Many collaborations also succeed because their featured players fit their molds. “Jump in the deep end / Cause deep down you’re d-, dying” rattled off by the Haim sisters carries the same breezy yet clipped magic of “Falling”. Bratty, Mean Girl energy radiates off of “Click” thanks to the indulgent verses lent by Kim Petras and Tommy Cash. Meanwhile, “Shake It” places its collaborators at its forefront. A.G. even gets a bit of shine the way he gilds and submerges Charli’s unyielding verses. Clairo and Yaeji, understated talents that they are, quietly and effectively turn “February 2017” into the perfect closer, a beautiful and unambiguous plead for forgiveness.

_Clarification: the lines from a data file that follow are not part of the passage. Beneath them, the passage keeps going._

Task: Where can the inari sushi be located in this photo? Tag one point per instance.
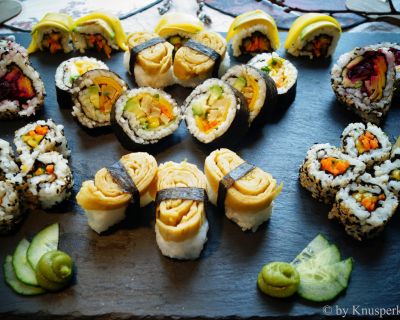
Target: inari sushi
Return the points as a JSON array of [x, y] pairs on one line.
[[22, 91], [178, 27], [257, 87], [149, 60], [106, 198], [68, 71], [144, 116], [326, 169], [368, 143], [363, 80], [313, 35], [244, 192], [49, 181], [282, 71], [52, 33], [364, 207], [99, 31], [199, 58], [181, 222], [216, 113], [253, 32], [94, 94]]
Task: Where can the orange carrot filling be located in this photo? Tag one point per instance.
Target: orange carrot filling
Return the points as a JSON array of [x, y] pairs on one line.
[[334, 166]]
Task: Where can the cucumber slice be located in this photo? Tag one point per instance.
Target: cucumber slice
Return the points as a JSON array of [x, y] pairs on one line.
[[15, 284], [318, 244], [325, 282], [46, 240], [22, 268]]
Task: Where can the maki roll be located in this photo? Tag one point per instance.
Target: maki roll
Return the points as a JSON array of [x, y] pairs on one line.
[[181, 222], [199, 58], [282, 71], [8, 167], [244, 192], [39, 137], [21, 89], [52, 33], [68, 71], [253, 32], [10, 207], [94, 94], [144, 116], [178, 27], [99, 31], [149, 60], [49, 181], [257, 87], [313, 35], [326, 169], [368, 143], [364, 208], [106, 198], [363, 80], [215, 113]]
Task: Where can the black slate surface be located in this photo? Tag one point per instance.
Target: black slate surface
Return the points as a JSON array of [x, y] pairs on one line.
[[123, 274]]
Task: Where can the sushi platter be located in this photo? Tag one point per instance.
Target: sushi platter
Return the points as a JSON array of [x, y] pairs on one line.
[[120, 271]]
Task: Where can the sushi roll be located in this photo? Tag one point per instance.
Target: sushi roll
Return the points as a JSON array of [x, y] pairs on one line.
[[364, 208], [106, 198], [149, 60], [68, 71], [181, 223], [99, 31], [11, 213], [282, 71], [367, 143], [244, 192], [52, 33], [49, 181], [253, 32], [313, 35], [144, 116], [8, 167], [94, 94], [21, 89], [199, 58], [39, 137], [216, 113], [326, 169], [178, 27], [363, 81], [257, 87]]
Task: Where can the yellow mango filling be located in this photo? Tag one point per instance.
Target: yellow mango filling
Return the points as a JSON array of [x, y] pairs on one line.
[[34, 137], [152, 111]]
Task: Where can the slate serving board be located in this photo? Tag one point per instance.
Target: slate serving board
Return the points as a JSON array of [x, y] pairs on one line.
[[123, 274]]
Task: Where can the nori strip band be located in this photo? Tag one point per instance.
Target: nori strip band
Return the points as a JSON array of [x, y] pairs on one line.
[[228, 181], [210, 52], [139, 48], [182, 193], [124, 180]]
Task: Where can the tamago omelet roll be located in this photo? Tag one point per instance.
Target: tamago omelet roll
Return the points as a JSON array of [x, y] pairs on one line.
[[106, 198], [52, 33], [313, 35], [242, 190], [181, 223], [149, 60]]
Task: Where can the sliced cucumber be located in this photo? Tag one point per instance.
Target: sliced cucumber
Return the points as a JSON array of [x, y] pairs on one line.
[[318, 244], [22, 268], [46, 240], [15, 284], [325, 282]]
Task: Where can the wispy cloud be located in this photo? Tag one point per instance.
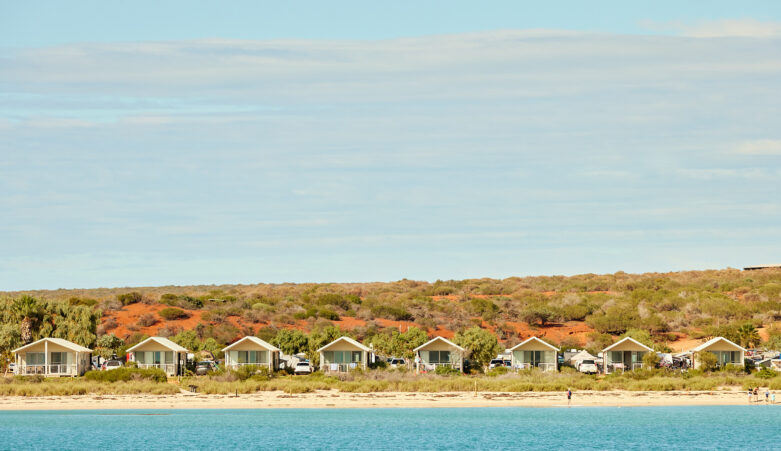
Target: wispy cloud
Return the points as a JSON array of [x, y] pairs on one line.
[[718, 28], [760, 147], [304, 160]]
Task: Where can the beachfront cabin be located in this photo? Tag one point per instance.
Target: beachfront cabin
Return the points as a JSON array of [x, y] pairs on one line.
[[344, 354], [159, 352], [575, 358], [625, 354], [726, 352], [52, 357], [251, 351], [439, 351], [534, 353]]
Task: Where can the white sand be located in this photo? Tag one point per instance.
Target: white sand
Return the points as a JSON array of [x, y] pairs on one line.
[[335, 399]]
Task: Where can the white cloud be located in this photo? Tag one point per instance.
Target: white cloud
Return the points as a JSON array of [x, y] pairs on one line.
[[760, 147], [718, 28]]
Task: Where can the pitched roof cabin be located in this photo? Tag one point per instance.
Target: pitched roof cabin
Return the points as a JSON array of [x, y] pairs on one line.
[[52, 357], [344, 354], [439, 351], [727, 352], [159, 352], [534, 353], [625, 354], [251, 351]]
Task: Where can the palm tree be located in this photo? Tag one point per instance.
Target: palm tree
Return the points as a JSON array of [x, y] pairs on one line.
[[27, 311], [749, 336]]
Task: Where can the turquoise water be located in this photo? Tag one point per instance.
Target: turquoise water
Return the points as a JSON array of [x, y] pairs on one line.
[[756, 427]]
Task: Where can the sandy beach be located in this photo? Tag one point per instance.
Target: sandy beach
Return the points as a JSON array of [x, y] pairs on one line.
[[335, 399]]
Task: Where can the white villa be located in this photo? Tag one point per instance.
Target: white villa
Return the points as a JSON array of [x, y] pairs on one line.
[[726, 352], [251, 351], [534, 353], [159, 352], [344, 354], [439, 351], [623, 355], [52, 357]]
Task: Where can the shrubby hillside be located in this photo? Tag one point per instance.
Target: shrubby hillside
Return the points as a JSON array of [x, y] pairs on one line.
[[669, 310]]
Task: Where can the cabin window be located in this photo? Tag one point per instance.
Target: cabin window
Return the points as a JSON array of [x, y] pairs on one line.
[[438, 356], [35, 358], [60, 358]]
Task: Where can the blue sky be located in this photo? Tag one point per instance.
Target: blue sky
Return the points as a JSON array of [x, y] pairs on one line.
[[181, 144]]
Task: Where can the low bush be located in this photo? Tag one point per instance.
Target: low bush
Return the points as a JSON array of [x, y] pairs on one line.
[[127, 374], [172, 313], [498, 371], [146, 320], [446, 371]]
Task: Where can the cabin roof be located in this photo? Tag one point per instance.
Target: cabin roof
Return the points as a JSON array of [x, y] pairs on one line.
[[627, 339], [534, 339], [348, 340], [256, 340], [164, 342], [58, 341], [438, 338]]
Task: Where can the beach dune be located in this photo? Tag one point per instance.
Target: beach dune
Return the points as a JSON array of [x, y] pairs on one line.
[[336, 399]]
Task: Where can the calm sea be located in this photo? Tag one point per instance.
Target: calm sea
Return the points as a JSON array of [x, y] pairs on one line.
[[755, 427]]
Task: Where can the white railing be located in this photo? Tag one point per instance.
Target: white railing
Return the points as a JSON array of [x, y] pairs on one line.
[[540, 365], [169, 368], [342, 367], [56, 369], [547, 366], [426, 366], [235, 366]]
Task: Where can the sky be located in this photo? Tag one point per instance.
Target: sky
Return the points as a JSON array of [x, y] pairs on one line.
[[177, 143]]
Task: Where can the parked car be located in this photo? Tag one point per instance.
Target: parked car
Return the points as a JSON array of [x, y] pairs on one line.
[[203, 367], [303, 367], [396, 363], [495, 363], [111, 365], [587, 367]]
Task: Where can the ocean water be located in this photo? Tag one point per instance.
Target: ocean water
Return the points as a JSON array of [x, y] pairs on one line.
[[735, 427]]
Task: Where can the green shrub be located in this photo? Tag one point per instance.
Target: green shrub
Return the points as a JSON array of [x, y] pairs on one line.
[[254, 372], [447, 371], [130, 298], [651, 359], [498, 371], [127, 374], [390, 312], [766, 373], [172, 313], [328, 314]]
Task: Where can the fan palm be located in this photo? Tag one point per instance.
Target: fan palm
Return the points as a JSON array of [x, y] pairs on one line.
[[28, 312]]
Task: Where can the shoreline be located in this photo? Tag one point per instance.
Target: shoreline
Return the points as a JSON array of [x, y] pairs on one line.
[[335, 400]]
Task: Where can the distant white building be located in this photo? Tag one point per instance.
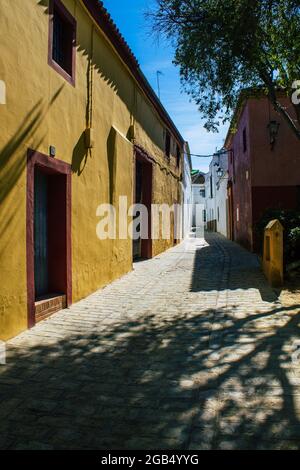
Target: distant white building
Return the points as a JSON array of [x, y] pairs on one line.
[[216, 200], [199, 193], [186, 187]]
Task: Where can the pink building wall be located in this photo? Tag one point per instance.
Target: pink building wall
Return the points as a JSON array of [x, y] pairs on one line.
[[262, 178]]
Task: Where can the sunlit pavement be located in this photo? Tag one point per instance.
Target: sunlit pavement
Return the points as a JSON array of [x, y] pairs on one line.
[[192, 350]]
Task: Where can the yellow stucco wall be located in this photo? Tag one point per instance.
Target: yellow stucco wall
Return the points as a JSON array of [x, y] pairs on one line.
[[43, 109]]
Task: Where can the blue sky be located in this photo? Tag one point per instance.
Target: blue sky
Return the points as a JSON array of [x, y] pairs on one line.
[[153, 55]]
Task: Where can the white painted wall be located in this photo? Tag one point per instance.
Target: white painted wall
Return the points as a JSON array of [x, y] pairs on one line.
[[198, 204], [216, 194], [186, 187]]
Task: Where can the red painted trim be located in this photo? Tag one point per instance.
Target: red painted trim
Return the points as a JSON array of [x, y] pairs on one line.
[[50, 166], [147, 161], [51, 62]]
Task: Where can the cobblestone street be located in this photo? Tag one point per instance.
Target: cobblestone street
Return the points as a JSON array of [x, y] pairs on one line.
[[192, 350]]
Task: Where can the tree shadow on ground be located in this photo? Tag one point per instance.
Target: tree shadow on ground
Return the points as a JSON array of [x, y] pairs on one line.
[[155, 384], [240, 271]]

But instead of reconciling, Charli finishes with “2099”. The opening Tie Fighter-like droning recalls the finale of prior collaborator SOPHIE’s “Whole New World”. Both Charli and Troye Sivan, thrilled to backtrack on the ill-fitting “1999”, approach the future with less enthusiasm. Given the precarious state of international tensions and climate change, the IRL future looks just as dire, yet most expect music to offer an escape from this reality. It’s telling that for an unabashed pop savant like Charli, it cannot grant her sweet release this time.

However, a bit of hope glimmers earlier on during album standout “Silver Cross”. A moody slice of EDM, it presents Charli as a savior, a personal bomb shelter shielding her partner from the harsh, metallic synths which envelop them. Amid the noise, she pledges to “never let you go”, which is more poignant than any other promise made on Charli. The din could be the real world; it could also be the pop machine her collaborators say she seeks to disrupt from the inside. Caught in their throes, Charli XCX still has enough faith in herself to save you and, as they say, music.